Thomas Hobbes (1588-1679), filósofo contractualista y uno de los precursores de los fundamentos ideológicos del estado moderno, definió el estado de naturaleza como la condición, previa a la vida social, donde predomina el uso de la fuerza indiscriminada de todos contra todos. Su visión del contrato social, que hacia posible la vida en comunidad, se sustentaba en la existencia de un soberano superior, el Leviatán, que monopolizara la violencia y, por lo tanto, creara estabilidad sobre la base de la combinación de obediencia y castigo.
La disolución del campo socialista dejó al mundo en los últimos tres lustros en una suerte de estado de naturaleza, donde los términos de un nuevo contrato social no se articulan todavía. Para resolver ese vacío, que como en la naturaleza en lo estratégico también parece intolerable, algunos prescriben la fórmula hobbesiana, exactamente igual después de 350 años de su planteamiento original. Lamentablemente, en la visión de Hobbes, el contrato constituía sociedades-estado, pero hoy la nueva fórmula propone un gobierno global, sustentado en el ejercicio monopolístico de la fuerza y la combinación de exigencias de obediencia y castigo a los transgresores.
El ideal hobbesiano para el gobierno global tiene dos implicaciones que lesionan los principios asociados a la difusión de los derechos humanos, la tolerancia y el imperio de la ley que la comunidad internacional enuncia y defiende: se sustenta en el uso de la fuerza militar y no es democrático.
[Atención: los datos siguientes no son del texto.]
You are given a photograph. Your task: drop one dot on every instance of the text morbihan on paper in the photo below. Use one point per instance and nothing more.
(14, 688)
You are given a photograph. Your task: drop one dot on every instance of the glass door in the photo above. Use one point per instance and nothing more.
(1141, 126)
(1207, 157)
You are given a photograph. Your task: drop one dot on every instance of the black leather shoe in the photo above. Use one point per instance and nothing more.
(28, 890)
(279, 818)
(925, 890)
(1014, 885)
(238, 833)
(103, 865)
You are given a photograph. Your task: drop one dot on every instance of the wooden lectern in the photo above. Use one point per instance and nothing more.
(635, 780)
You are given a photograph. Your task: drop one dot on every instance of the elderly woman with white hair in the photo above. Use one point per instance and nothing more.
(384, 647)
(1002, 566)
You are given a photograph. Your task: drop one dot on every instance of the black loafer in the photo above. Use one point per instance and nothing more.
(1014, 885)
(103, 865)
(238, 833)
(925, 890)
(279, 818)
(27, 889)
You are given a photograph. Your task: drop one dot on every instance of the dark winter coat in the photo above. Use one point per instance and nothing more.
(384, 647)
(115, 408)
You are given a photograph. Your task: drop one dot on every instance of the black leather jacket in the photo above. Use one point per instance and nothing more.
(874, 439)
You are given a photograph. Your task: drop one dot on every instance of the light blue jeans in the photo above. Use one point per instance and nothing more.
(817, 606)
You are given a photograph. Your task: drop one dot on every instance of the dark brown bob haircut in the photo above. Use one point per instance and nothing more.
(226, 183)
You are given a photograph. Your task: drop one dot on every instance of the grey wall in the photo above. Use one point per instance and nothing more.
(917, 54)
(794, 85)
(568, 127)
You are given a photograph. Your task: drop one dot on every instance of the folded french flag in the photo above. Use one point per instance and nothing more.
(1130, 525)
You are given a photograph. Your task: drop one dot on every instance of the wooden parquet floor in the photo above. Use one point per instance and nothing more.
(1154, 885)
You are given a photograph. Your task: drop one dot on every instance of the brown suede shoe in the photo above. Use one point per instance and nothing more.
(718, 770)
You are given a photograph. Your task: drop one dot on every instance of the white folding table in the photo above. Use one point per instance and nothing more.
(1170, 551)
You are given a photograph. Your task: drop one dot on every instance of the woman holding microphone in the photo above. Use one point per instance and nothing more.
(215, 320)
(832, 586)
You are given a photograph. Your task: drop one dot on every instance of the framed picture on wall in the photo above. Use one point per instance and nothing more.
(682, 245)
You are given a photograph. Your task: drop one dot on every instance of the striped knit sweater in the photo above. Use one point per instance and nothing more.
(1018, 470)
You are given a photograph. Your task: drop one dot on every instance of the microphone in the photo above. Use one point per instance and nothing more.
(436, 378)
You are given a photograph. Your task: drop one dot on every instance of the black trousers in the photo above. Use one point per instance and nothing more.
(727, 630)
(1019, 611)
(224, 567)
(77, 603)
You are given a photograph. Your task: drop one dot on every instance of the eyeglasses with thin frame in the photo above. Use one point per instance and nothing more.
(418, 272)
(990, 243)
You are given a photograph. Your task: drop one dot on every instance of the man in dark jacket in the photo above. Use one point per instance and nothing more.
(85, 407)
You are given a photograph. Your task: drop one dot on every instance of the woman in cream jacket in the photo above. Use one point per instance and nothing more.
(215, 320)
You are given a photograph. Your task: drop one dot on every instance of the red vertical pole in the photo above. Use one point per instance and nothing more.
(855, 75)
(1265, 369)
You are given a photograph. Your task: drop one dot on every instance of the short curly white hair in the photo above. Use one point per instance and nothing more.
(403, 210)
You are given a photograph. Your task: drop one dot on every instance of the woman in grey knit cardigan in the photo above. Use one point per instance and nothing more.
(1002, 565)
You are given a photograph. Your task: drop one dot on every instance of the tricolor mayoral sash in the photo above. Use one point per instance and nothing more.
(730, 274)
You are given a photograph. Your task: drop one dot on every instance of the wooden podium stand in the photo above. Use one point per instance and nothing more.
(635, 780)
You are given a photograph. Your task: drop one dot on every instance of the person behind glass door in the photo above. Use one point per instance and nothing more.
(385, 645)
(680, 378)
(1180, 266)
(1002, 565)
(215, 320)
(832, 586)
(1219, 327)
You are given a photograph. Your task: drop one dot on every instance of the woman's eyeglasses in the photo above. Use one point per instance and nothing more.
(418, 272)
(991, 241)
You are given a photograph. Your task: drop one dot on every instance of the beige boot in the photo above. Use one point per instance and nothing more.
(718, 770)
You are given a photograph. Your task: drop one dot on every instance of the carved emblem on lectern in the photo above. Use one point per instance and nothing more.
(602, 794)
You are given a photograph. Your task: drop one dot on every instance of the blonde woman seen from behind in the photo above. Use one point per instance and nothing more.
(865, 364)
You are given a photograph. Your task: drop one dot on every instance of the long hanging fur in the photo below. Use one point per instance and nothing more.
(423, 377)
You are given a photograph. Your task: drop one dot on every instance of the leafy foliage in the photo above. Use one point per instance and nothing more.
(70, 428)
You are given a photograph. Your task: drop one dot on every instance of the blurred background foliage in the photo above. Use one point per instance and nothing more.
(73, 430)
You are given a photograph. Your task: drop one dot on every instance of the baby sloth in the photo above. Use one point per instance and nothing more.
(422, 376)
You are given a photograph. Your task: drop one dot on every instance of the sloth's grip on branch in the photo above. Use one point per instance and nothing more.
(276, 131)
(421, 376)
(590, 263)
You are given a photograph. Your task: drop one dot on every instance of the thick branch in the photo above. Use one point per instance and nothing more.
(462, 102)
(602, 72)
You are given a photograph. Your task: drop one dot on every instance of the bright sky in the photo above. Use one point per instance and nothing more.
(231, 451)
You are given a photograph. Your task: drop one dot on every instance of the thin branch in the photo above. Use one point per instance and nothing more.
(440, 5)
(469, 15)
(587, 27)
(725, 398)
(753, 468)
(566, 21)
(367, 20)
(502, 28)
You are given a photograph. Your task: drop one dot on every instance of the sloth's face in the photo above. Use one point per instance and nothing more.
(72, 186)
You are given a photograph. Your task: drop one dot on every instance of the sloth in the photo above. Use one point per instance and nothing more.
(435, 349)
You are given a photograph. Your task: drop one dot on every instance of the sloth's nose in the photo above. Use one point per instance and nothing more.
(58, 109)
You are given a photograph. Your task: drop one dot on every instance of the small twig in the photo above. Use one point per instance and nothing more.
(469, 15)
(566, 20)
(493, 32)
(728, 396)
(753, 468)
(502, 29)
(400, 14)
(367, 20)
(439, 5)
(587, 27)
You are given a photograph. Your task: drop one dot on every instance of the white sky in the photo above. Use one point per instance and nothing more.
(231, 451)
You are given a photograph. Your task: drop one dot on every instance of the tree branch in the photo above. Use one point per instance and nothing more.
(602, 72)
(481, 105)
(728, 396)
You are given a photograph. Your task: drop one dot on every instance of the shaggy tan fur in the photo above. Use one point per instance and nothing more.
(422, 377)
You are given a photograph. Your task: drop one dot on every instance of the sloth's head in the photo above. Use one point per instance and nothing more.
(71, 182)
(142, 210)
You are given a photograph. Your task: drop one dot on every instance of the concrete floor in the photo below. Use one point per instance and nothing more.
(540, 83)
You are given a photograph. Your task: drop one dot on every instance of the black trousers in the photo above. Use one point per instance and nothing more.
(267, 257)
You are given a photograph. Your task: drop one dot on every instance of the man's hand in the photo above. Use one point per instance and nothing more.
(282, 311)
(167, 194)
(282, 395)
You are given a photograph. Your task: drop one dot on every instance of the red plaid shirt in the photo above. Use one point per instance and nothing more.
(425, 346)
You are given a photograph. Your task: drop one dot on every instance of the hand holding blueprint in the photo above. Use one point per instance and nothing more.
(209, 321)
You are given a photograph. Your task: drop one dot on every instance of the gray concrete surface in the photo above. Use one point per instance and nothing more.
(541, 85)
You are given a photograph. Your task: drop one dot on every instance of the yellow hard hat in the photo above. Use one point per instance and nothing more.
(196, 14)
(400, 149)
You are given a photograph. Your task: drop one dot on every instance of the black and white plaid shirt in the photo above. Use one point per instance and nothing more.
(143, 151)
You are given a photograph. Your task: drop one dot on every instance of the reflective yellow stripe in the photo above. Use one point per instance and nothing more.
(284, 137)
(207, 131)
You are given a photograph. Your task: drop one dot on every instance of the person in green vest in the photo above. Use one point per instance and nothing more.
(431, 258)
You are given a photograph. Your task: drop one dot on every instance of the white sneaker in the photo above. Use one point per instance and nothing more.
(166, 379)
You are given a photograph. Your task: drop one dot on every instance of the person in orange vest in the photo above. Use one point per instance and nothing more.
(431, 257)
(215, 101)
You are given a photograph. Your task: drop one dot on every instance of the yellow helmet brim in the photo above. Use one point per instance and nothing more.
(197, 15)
Diálogo y negociación. El recurso a las armas no puede ser nunca sustituto de la razón. Se puede, e incluso se debe, ser pacifista a ultranza. Radicales en la aspiración de solucionar por la vía del diálogo y la negociación todo orden de diferencias. Los derechos humanos no se defienden violentándolos. Sin embargo, la mayoría de las democracias modernas, las más progresistas y las menos, disponen de fuerzas armadas y, por ello, contienen en su interior la necesidad de uso de la fuerza. La razón de ser del militarismo es la guerra. Por eso en principio el pacifismo se iguala al antimilitarismo. Los costarricenses tenemos la certeza, al menos, de no ser víctimas de presiones militares endógenas para resolver por esa vía diferencias diversas.
La segunda razón por la que se debe rechazar la fórmula hobbesiana de contrato social global es su intrínseca condición absolutista, autoritaria. La comunidad internacional está compuesta por una pluralidad de estados que se manifiestan en el único foro que en la actualidad los reúne: Naciones Unidas. Actuar al margen de las Naciones Unidas es unilateral, autoritario y peligroso.
Totalitarismo y violencia. Es incomprensible que sociedades democráticas propongan para el gobierno global fórmulas que aplicadas nacionalmente les resultarían inaceptables porque conducen al totalitarismo y a la violencia sobre los derechos de los habitantes.
La política no puede ceder a la razón de las armas, que es la guerra. Dice una frase del industrial y pacifista japonés Ryoichi Sasakawa, inmortalizada en un monumento que recibe a los visitantes en el campus de la Universidad para la Paz: “Dichosa la madre costarricense que al parir sabe que su hijo nunca será soldado”. En su sencillez, quizá irreal o exagerada, la frase promete una oportunidad para la paz si no hay profesionales de la guerra. Donde los hay, los riesgos siempre estarán ahí. Y el problema es mayor cuando, además, se pretende gobernar desde esa perspectiva. Inconmensurable si, por último, lo que se quiere regir no es una nación, sino el planeta.
La defensa de la democracia y de la paz no admite ambigüedad. Incluso desde la pequeñez de nuestra circunstancia como país. Nos sirve para sustentar nuestra forma de gobierno y con ella requerir del gobierno global solamente lo mismo: democracia y paz.